Le coin des PDG - La nouvelle classe d'actifs de l'Afrique : L'eau

Vol 04 | Investir dans le prochain chapitre de croissance de l'Afrique

11 mars 2026

La nouvelle classe d'actifs de l'Afrique : L'eau

Par Rodrigo Manso, PDG, Groupe Mitrelli

Chaque histoire de croissance comporte une variable cachée - l'intrant négligé sans lequel les chiffres ne s'additionnent jamais tout à fait.

Pour l'Afrique, cette variable est l'eau.

Lors du récent sommet de l'Union africaine, l'eau et l'assainissement ont été placés au premier plan de la stratégie continentale. Les chefs d'État ont approuvé et lancé la Vision africaine de l'eau 2063 et politique, formellement lier la sécurité de l'eau à la transformation économique, résilience climatique, paix et gouvernance. Les données qui sous-tendent ce changement donnent à réfléchir : la moitié des Africains n'ont toujours pas accès à l'eau potable et la couverture de l'assainissement de base reste inférieure à 50 %. La compétitivité industrielle ne peut pas reposer sur cette base.

Le contexte général est tout aussi clair. L'aide au développement d'outre-mer est limitée, les règles commerciales se fragmentent et le consensus multilatéral est plus mince qu'il ne l'était il y a dix ans.

Les dirigeants africains se sont penchés sur la question. Leur réponse est une intégration plus poussée : accélération de la mise en œuvre de l'AfCFTA, renforcement des marchés régionaux et expansion de la capacité de financement nationale comme forme de résilience économique.

Mais la force de l'intégration dépend de celle de l'infrastructure. Et je dirais que l'infrastructure est aussi forte que l'eau.

Les corridors industriels dépourvus d'eau en vrac fiable ne peuvent pas attirer les entreprises manufacturières. La transformation agricole sans irrigation est l'otage de la volatilité du climat. L'expansion urbaine sans assainissement devient un fardeau pour la santé publique et les finances publiques. Dans les contextes fragiles - du Soudan à l'est de la RDC - l'insécurité de l'eau aggrave l'instabilité politique et compromet la viabilité des corridors.

Le défi financier est immense. Le déficit annuel pour atteindre les résultats universels en matière d'eau et d'assainissement est estimé à environ $30 milliards. À une époque où les flux concessionnels sont limités, ce déficit exige ce que le sommet de cette année a signalé : traiter l'eau comme une classe d'actifs investissables - structurés, garantis par des revenus, gouvernés de manière transparente et dépourvus de risques grâce à des modèles de financement mixte et de partenariat public-privé.

La question n'est pas de savoir si cela est possible, mais comment.

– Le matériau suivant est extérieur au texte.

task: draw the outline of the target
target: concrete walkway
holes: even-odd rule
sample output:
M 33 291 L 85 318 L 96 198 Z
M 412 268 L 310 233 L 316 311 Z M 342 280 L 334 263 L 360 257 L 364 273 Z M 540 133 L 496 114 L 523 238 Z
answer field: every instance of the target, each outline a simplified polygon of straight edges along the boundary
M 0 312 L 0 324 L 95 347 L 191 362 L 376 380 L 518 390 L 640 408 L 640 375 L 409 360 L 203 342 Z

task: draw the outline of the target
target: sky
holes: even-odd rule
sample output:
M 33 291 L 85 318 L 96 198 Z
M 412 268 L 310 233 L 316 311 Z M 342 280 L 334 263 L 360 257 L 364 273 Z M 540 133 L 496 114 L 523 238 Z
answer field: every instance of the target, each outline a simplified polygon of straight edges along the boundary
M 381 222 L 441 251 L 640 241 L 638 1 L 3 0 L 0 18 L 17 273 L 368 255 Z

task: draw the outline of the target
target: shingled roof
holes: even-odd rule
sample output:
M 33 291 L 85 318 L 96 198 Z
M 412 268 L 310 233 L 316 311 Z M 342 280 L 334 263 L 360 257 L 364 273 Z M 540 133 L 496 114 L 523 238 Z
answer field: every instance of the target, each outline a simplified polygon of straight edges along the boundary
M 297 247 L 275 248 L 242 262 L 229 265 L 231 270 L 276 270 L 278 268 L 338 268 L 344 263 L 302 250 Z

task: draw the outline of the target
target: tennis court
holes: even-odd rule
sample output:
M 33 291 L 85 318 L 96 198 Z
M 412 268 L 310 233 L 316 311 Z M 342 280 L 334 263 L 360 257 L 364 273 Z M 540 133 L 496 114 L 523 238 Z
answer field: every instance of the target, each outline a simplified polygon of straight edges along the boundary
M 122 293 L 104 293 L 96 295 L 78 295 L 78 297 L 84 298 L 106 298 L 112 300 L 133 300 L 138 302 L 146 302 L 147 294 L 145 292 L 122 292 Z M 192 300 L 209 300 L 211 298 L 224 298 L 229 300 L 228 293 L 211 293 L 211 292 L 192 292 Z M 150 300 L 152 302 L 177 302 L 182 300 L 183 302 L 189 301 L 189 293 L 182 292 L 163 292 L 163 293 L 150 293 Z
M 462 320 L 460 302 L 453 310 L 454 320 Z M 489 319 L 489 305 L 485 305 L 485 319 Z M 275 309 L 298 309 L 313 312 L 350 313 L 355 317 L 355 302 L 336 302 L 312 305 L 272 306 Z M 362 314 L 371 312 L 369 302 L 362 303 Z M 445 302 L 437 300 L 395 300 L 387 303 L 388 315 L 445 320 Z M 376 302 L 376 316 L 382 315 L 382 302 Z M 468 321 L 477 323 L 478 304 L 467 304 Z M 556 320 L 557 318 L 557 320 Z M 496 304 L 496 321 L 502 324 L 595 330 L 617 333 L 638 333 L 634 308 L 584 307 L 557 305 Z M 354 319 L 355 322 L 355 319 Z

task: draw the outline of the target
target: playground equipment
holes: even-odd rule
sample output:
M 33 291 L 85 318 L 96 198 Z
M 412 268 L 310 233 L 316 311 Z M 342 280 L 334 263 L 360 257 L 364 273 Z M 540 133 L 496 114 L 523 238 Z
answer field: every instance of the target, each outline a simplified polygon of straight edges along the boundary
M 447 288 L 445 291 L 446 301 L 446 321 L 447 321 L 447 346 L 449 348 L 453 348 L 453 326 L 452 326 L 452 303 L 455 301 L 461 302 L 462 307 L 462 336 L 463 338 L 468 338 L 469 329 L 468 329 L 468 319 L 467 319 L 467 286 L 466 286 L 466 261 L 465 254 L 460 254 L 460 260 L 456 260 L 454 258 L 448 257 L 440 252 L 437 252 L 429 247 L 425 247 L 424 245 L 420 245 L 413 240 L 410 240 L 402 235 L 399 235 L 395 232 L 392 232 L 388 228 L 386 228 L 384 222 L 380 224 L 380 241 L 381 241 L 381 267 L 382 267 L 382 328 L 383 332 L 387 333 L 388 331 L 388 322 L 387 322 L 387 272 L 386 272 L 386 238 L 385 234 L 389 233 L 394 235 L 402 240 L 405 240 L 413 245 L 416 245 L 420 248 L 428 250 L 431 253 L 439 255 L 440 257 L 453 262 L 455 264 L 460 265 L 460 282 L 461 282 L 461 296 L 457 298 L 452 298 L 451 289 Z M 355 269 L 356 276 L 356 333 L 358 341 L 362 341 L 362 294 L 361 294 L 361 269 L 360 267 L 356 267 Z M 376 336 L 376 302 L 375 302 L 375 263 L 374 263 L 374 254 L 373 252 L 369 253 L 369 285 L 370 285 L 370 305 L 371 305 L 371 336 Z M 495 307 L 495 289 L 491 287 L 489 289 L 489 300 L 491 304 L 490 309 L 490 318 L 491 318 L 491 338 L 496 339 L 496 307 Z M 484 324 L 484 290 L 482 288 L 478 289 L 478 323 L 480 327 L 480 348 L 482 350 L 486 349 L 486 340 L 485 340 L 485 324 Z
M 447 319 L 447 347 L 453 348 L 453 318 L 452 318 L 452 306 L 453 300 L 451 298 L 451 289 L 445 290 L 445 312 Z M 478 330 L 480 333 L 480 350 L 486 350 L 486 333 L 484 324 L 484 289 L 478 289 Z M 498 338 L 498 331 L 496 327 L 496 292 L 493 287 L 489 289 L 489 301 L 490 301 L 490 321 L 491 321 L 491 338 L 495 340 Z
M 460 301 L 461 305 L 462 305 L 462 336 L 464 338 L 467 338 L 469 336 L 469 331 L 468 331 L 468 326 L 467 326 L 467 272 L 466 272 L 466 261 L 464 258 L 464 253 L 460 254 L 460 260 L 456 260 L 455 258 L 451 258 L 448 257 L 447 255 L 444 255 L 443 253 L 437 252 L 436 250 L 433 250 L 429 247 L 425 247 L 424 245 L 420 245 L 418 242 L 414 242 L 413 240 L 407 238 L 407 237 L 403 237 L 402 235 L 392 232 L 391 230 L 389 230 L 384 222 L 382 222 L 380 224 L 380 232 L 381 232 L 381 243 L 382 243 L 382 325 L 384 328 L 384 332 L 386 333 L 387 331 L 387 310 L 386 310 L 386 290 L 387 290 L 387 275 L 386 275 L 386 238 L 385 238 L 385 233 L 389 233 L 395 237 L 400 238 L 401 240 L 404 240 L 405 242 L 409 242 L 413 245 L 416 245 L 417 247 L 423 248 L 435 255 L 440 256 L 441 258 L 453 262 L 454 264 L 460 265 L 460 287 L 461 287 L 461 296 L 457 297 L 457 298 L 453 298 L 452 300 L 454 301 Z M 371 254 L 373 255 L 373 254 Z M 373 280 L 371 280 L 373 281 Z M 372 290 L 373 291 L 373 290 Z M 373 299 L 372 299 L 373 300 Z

Dans toute l'Afrique, des plateformes d'eau bien conçues démontrent que l'infrastructure peut s'étendre sans sacrifier la discipline. Chez Mitrelli, nous travaillons aux côtés des gouvernements pour mettre en œuvre des systèmes intégrés d'eau et d'assainissement qui combinent l'exécution technique avec le renforcement institutionnel et des opérations durables. De l'Angola à la Côte d'Ivoire et au-delà, nos programmes “Eau pour tous” sont construits comme des cadres de services durables - élargissant la couverture tout en améliorant la santé financière et opérationnelle des services publics qui les gèrent. Les progrès sont mesurables - et construits pour durer.

Le sommet de l'UA de cette année a cristallisé un changement discret mais important. L'eau est passée de la marge du discours sur le développement au centre de la planification économique.

Le programme d'intégration de l'Afrique dans le cadre de l'AfCFTA est, à la base, un exercice de renforcement de la résistance à la volatilité extérieure. Cette résilience sera assurée par les infrastructures - et peu d'actifs sont plus stratégiques que l'eau.